In the past Michingthorpe appeared to dress more ordinarily: clothes that were hardly noticeable in youth – jeans and T-shirts – are more emphatic with his long grey hair, as if they seek to make a point or perpetuate some illusion. There are chunky jerseys to go with them, horn buttons down the front.
‘I dare say we all are someone else’s unpresentable friend,’ Clione has said, causing her husband and children to laugh, because Clione herself is not in the least unpresentable.
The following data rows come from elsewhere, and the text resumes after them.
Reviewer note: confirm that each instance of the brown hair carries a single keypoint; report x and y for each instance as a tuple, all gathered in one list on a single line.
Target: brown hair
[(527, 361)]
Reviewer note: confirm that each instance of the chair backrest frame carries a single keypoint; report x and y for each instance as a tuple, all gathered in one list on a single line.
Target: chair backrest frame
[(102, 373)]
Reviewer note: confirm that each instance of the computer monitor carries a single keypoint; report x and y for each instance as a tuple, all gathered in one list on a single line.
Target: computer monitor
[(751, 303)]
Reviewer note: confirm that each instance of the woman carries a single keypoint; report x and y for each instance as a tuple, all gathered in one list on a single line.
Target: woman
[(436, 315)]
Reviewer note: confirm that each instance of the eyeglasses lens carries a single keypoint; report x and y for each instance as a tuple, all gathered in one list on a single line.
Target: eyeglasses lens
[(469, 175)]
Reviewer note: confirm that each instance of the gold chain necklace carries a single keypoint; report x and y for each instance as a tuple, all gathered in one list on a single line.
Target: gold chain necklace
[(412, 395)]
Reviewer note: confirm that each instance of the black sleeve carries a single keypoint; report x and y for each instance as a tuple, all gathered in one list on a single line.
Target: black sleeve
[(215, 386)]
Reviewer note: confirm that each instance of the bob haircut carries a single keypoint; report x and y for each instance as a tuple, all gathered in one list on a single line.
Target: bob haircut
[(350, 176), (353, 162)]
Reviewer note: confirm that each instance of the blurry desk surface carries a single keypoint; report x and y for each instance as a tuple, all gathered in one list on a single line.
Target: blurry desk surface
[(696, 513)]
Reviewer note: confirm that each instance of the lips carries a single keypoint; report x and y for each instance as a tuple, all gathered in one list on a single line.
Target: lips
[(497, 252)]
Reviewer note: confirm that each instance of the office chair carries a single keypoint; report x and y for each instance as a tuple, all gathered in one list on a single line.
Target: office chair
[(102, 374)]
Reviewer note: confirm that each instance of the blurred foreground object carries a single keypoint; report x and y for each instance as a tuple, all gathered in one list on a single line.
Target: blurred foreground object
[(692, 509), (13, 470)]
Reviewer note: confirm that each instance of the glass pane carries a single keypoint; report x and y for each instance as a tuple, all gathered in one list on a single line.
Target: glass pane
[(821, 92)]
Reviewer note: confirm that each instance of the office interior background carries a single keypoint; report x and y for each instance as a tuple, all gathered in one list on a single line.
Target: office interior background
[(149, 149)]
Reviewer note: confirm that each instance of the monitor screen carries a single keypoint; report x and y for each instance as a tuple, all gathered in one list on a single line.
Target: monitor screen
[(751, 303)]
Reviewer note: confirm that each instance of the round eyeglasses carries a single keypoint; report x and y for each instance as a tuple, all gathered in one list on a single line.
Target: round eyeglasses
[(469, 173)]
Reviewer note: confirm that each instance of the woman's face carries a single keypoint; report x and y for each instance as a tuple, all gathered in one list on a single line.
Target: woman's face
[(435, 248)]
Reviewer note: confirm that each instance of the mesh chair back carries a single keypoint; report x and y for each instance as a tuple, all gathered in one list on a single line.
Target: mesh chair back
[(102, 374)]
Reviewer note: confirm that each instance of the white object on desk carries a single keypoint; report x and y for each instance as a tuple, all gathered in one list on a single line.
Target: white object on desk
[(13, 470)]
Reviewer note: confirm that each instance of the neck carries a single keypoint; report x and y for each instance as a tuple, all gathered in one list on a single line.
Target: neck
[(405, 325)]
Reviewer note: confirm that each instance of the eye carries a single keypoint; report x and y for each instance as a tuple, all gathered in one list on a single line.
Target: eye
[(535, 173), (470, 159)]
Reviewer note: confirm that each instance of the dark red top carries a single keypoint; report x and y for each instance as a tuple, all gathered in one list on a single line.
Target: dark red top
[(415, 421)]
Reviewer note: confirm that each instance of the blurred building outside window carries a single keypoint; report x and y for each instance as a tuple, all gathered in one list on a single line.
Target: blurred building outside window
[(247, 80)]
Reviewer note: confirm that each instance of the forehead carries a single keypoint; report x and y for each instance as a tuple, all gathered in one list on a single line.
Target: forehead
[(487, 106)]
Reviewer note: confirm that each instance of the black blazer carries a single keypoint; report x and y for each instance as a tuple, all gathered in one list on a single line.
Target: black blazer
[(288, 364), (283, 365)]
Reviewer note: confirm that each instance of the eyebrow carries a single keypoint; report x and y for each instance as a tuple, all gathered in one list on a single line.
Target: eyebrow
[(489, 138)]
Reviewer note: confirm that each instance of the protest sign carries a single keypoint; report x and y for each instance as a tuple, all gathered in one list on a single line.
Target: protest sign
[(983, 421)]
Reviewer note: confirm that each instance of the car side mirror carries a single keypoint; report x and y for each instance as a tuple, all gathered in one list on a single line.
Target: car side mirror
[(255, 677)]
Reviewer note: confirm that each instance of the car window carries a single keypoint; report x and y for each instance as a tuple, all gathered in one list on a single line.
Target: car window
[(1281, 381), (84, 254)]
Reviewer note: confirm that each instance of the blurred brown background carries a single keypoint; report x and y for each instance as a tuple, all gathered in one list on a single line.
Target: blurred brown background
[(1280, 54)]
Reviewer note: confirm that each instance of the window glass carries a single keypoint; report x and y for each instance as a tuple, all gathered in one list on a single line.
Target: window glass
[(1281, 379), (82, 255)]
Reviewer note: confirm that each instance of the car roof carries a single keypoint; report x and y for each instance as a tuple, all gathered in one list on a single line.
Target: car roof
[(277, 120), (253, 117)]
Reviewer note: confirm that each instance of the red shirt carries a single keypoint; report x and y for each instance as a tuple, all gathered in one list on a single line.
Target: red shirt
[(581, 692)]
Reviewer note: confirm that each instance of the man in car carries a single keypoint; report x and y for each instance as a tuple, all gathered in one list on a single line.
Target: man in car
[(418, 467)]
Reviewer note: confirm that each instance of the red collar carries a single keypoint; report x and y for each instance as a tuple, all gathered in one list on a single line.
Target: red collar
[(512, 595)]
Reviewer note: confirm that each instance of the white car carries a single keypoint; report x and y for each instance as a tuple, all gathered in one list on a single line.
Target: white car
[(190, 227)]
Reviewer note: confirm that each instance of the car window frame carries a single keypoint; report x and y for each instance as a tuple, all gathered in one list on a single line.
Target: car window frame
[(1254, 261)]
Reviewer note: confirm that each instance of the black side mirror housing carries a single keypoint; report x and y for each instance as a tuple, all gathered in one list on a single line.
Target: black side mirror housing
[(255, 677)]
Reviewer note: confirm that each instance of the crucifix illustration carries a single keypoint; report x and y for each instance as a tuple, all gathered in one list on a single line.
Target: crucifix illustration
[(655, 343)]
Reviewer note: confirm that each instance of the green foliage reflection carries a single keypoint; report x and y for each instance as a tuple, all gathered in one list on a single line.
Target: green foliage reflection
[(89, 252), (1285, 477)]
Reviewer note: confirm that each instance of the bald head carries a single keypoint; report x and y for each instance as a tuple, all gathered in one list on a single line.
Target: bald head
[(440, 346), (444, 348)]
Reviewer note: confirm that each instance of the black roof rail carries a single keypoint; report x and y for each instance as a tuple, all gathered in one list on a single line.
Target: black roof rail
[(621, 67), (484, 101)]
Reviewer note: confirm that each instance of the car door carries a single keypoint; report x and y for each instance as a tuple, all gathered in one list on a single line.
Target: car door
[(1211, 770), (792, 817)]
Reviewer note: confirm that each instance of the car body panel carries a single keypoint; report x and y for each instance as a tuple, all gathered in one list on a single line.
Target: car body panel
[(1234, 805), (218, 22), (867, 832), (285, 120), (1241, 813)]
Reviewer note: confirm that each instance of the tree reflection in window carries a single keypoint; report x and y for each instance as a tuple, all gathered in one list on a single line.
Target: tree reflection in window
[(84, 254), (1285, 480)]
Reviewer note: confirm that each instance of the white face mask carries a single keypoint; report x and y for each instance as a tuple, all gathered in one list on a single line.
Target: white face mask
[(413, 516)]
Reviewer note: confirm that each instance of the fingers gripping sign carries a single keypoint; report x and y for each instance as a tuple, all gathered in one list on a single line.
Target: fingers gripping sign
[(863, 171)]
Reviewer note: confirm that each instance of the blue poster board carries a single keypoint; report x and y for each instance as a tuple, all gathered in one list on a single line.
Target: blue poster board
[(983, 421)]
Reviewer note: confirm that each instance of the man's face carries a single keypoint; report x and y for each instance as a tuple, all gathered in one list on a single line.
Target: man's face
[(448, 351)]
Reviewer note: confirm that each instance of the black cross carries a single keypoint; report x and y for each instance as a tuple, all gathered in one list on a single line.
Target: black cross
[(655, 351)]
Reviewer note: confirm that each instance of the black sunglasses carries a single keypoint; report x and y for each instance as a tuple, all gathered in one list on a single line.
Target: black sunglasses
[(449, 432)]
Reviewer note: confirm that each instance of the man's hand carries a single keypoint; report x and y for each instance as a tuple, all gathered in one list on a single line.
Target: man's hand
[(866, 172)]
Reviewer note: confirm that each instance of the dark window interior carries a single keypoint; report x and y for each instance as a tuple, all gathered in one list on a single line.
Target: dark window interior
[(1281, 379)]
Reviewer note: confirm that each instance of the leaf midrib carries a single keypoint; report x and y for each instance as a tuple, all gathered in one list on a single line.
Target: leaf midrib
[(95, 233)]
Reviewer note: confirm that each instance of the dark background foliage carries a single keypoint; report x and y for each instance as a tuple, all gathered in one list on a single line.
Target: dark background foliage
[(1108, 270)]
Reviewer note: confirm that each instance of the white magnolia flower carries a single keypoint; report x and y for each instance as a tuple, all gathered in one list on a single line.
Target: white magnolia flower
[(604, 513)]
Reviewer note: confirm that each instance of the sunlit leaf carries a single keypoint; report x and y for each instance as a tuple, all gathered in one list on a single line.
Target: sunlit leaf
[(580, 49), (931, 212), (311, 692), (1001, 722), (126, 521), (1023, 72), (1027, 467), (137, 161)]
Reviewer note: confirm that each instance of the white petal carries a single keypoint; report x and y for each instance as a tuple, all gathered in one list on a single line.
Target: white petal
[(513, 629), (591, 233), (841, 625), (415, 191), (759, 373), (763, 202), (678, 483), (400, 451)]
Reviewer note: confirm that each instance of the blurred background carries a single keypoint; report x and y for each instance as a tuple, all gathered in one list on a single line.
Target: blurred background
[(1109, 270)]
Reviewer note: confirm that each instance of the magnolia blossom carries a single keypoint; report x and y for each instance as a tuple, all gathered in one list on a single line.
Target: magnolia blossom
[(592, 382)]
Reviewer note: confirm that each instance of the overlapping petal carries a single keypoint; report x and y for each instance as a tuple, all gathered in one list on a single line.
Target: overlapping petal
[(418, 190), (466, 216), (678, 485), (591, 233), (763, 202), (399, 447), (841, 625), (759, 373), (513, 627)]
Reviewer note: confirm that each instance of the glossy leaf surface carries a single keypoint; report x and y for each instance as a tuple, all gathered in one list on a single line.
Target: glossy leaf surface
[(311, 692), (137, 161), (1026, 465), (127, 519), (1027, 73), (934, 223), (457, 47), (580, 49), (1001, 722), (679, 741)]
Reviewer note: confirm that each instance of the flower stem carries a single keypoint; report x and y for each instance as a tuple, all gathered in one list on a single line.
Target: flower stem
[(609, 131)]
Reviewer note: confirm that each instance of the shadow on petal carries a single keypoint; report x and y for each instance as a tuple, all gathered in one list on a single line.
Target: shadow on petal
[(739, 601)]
The children, who are adults now – the waggish boy, two younger girls - have ages ago come to regard Michingthorpe as they do the familiar items of furniture in their parents’ house. He is something that has been there for as long as the buttoned sofa in the hall has been, and the ugly picture of mules drawing carts on the stairway wall, the davenport on the first-floor landing. For all the children’s lives he has come and gone, expected or not expected, some detail at once related about the journey he has made. ‘Oh, God, that man!’ the children have cried, when young, when older. Not that Michingthorpe has ever noticed them much, seeming not ever to have established which is which. Among themselves they still wonder, as they always have, how it is that he continues to be a welcome visitor in their parents’ house. The fact bewilders them, but then is packed away as one of the small mysteries that haunt the separation of generations.